Note: Similar guidelines may be applied during ongoing outbreaks of any disease, whether novel or not.
Please only refer to manufactured products in your manuscript using their generic or non-proprietary names (e.g., “acetaminophen”, not “Tylenol®”; or “facial tissue”, not “Kleenex®”). Mentioning specific brand names in your research can leave the author open to legal action by the manufacturer.
You may refer to the supplier or manufacturer once in your Methods section (e.g., “semaglutide manufactured by Novo Nordisk”, not “Ozempic®”). Manufacturers should not be mentioned outside of the Methods section.
Any manuscripts that mention products by their brand name, or manufacturers outside of the Methods section, will not pass prereview.
Scientists are expected to be truthful and responsible in research and writing. All authors for eiRxiv should make sure their work is their own and give credit when using other’s ideas, results, or images. Basically, if it’s not common knowledge or your own original idea, you need to cite it. eiRxiv does not tolerate plagiarism, which is using another person’s work without crediting the source.

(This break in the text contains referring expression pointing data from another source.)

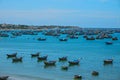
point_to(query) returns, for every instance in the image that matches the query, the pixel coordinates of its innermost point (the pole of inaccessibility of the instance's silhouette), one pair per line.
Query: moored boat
(42, 58)
(63, 58)
(17, 59)
(4, 77)
(95, 73)
(78, 77)
(108, 61)
(108, 43)
(64, 67)
(49, 63)
(75, 62)
(63, 39)
(11, 55)
(35, 55)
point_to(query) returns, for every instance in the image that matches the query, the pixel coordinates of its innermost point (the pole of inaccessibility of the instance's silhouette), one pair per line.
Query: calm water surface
(92, 53)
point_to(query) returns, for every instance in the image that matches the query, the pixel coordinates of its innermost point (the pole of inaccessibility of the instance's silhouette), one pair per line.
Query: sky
(83, 13)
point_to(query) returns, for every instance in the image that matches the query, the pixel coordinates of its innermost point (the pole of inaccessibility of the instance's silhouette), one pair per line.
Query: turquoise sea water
(92, 54)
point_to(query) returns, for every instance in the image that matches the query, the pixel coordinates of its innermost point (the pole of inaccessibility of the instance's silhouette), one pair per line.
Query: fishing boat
(108, 61)
(114, 38)
(75, 62)
(4, 77)
(17, 59)
(63, 39)
(108, 43)
(35, 55)
(95, 73)
(11, 55)
(49, 63)
(77, 77)
(63, 58)
(64, 67)
(41, 39)
(42, 58)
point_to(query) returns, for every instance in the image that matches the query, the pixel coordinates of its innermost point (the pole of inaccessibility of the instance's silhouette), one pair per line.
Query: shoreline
(22, 77)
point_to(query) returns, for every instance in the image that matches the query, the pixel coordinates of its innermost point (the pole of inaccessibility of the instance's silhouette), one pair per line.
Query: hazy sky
(83, 13)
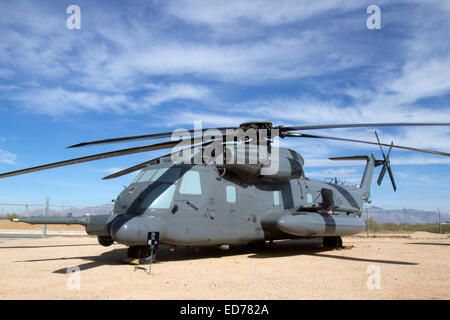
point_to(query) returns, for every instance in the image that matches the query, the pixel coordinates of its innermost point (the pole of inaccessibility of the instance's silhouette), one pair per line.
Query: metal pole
(404, 217)
(367, 210)
(44, 226)
(440, 226)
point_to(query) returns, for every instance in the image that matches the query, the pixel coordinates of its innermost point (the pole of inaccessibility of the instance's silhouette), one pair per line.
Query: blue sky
(150, 66)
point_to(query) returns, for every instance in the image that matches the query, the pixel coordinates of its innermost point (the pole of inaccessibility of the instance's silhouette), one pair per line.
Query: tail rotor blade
(381, 176)
(390, 148)
(392, 177)
(379, 143)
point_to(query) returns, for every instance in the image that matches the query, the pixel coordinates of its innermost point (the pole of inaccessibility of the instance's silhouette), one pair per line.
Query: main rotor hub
(256, 125)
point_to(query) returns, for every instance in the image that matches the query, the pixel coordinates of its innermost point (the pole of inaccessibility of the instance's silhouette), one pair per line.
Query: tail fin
(366, 180)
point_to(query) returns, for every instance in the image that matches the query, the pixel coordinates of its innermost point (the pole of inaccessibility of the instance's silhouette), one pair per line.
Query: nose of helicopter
(133, 230)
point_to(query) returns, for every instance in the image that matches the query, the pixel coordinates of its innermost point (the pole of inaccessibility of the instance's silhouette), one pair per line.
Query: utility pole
(44, 226)
(404, 217)
(439, 215)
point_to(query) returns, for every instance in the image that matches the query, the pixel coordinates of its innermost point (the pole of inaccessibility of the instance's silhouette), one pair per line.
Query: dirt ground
(375, 268)
(8, 225)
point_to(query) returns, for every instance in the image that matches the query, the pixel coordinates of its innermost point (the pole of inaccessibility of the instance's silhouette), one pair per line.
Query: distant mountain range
(378, 214)
(412, 216)
(76, 212)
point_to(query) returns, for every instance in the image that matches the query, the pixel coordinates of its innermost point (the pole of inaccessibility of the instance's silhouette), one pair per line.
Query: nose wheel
(332, 242)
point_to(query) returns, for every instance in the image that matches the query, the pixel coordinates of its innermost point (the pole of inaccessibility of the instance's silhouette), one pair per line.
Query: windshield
(169, 175)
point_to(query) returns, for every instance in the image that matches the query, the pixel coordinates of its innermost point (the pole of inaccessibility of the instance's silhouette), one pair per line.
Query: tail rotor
(386, 164)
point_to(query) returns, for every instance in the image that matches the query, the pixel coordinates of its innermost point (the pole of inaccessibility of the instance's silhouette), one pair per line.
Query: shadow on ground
(302, 247)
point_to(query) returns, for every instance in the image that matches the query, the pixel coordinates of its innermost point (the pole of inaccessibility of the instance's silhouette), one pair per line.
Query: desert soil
(413, 268)
(8, 225)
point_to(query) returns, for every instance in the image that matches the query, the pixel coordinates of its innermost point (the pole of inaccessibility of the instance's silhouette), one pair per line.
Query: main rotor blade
(143, 165)
(303, 135)
(381, 176)
(361, 125)
(151, 147)
(143, 137)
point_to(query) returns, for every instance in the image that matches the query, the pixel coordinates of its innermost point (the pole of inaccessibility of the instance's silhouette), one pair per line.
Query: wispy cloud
(7, 157)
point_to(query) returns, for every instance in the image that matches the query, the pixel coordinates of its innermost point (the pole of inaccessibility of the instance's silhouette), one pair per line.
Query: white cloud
(7, 157)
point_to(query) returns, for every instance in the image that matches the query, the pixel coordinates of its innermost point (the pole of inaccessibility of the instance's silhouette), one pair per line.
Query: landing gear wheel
(105, 241)
(332, 242)
(138, 252)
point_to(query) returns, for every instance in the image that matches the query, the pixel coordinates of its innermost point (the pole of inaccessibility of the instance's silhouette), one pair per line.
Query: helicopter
(229, 185)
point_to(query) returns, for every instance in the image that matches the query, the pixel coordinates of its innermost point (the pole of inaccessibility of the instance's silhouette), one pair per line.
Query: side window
(276, 198)
(190, 184)
(231, 194)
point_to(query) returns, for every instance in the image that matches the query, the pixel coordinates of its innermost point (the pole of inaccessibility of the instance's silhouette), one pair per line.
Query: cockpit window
(191, 183)
(160, 197)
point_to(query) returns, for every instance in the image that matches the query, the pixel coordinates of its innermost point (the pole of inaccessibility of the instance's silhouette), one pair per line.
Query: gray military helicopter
(202, 201)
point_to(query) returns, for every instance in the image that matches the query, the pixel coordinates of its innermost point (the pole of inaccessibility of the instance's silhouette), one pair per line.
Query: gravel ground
(394, 268)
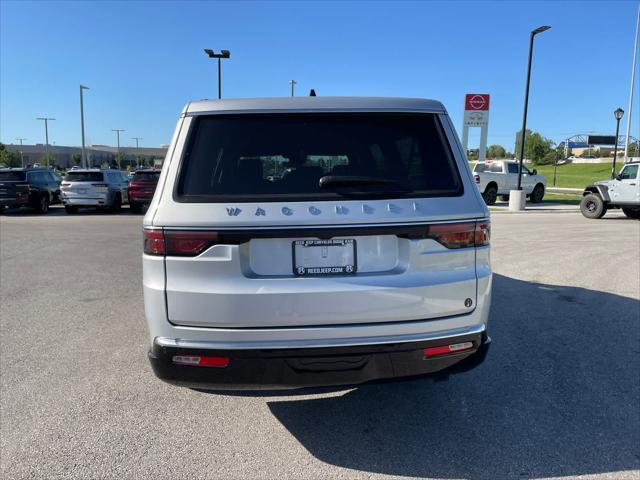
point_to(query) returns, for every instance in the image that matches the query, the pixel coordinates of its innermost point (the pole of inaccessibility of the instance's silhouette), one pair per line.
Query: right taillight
(482, 233)
(177, 243)
(461, 235)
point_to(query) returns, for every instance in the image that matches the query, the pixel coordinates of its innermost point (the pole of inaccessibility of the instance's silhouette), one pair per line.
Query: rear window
(83, 177)
(146, 176)
(276, 157)
(12, 176)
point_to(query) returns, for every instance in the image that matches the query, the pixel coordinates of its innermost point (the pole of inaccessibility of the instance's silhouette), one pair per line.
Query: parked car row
(38, 188)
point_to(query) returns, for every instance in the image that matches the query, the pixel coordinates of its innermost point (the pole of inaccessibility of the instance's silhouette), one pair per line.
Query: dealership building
(63, 156)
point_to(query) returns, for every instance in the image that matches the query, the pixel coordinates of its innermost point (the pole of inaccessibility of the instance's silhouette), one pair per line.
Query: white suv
(94, 188)
(315, 241)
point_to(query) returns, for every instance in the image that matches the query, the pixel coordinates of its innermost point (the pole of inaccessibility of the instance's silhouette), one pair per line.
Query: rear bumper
(13, 202)
(275, 369)
(85, 201)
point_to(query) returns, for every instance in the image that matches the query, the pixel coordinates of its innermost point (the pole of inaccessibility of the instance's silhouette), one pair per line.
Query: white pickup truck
(497, 177)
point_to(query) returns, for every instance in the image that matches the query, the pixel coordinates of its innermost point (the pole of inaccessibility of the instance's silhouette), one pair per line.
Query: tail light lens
(188, 244)
(177, 243)
(153, 240)
(461, 235)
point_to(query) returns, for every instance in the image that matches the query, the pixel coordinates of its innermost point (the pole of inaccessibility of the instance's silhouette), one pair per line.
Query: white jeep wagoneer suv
(315, 241)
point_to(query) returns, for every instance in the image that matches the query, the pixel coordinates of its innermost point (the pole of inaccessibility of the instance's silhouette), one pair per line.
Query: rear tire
(632, 212)
(117, 204)
(592, 206)
(43, 204)
(537, 195)
(490, 195)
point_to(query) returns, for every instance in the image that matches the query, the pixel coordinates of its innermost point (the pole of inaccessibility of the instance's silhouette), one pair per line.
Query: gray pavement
(559, 395)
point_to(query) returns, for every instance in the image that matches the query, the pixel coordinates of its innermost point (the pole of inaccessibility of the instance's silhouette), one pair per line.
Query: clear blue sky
(143, 61)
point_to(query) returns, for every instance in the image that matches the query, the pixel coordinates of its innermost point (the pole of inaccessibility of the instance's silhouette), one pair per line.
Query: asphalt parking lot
(559, 395)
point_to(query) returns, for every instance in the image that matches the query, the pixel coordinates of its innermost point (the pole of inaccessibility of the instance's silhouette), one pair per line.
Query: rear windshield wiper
(330, 181)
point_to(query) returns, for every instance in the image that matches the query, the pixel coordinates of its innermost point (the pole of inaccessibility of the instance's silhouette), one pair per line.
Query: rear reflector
(198, 361)
(446, 349)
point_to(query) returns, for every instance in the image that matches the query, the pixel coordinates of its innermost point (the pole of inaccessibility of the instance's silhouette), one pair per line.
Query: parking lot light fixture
(84, 152)
(118, 130)
(46, 134)
(618, 114)
(21, 139)
(523, 133)
(223, 54)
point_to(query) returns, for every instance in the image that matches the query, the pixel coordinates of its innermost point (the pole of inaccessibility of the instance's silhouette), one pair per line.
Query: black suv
(28, 187)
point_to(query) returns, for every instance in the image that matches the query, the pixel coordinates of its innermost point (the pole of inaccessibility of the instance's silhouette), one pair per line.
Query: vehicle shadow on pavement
(559, 395)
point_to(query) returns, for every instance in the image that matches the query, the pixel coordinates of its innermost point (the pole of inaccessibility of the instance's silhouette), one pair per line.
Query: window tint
(272, 157)
(12, 176)
(629, 172)
(84, 177)
(146, 176)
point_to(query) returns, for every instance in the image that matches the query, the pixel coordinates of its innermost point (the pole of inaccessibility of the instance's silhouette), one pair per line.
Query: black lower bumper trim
(315, 367)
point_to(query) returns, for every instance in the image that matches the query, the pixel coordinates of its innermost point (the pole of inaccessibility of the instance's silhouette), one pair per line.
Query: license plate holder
(319, 258)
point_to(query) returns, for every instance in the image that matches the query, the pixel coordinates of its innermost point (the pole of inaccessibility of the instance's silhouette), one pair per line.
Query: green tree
(536, 147)
(496, 151)
(9, 158)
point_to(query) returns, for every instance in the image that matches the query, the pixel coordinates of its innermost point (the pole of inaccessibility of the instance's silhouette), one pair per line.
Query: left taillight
(177, 243)
(461, 235)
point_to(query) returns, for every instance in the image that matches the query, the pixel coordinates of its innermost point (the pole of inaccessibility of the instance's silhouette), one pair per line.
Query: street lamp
(118, 130)
(84, 155)
(137, 154)
(618, 113)
(219, 56)
(21, 157)
(46, 134)
(526, 101)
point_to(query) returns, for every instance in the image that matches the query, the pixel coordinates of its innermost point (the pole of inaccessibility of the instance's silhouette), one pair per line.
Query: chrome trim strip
(334, 225)
(280, 344)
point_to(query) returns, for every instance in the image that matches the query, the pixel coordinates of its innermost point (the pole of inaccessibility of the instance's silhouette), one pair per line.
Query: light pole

That said, we also understand that plagiarism can sometimes happen unintentionally – not because authors are intending to plagiarize, but because they simply don’t understand what does or doesn’t constitute plagiarism and don’t take enough steps to prevent it. For more information on what plagiarism is and how to avoid it, as well as best practices for incorporating and citing ideas from your sources, please read JEI’s Academic Honesty guide.
eiRxiv also DOES NOT tolerate authors making up data or results, or falsifying any supporting documents (signatures, agreements, or permissions). Scientific integrity is the backbone of the scientific community. Falsifying results seriously damages the trust and reputation of scientists as individuals and the scientific process as a whole and can have legal consequences for the authors. Maintaining scientific integrity is extremely important to be respected and valued within and beyond the scientific community.
Plagiarism, failing to give proper credit, and/or falsifying results may result in your manuscript failing prereview or being publicly withdrawn. Authors who seriously violate these academic honesty expectations may be banned from all future publishing opportunities with eiRxiv and JEI.
At eiRxiv, our goal is for students to develop their own unique scientific voice. We believe that first-hand experience with developing ideas, creating hypotheses, conducting research, and writing about it themselves is the best way for students to develop as scientists and communicators.
With this in mind, students may use AI tools to help with grammar and spelling after they draft their manuscript. However, AI must not be used to create or write the scientific content of a manuscript. Students must summarize previous studies, perform the experiments, analyze and interpret data, and draw conclusions themselves.
For additional information on manuscripts that use AI as the tool for conducting experiments or analyzing results, please see our hypothesis requirements.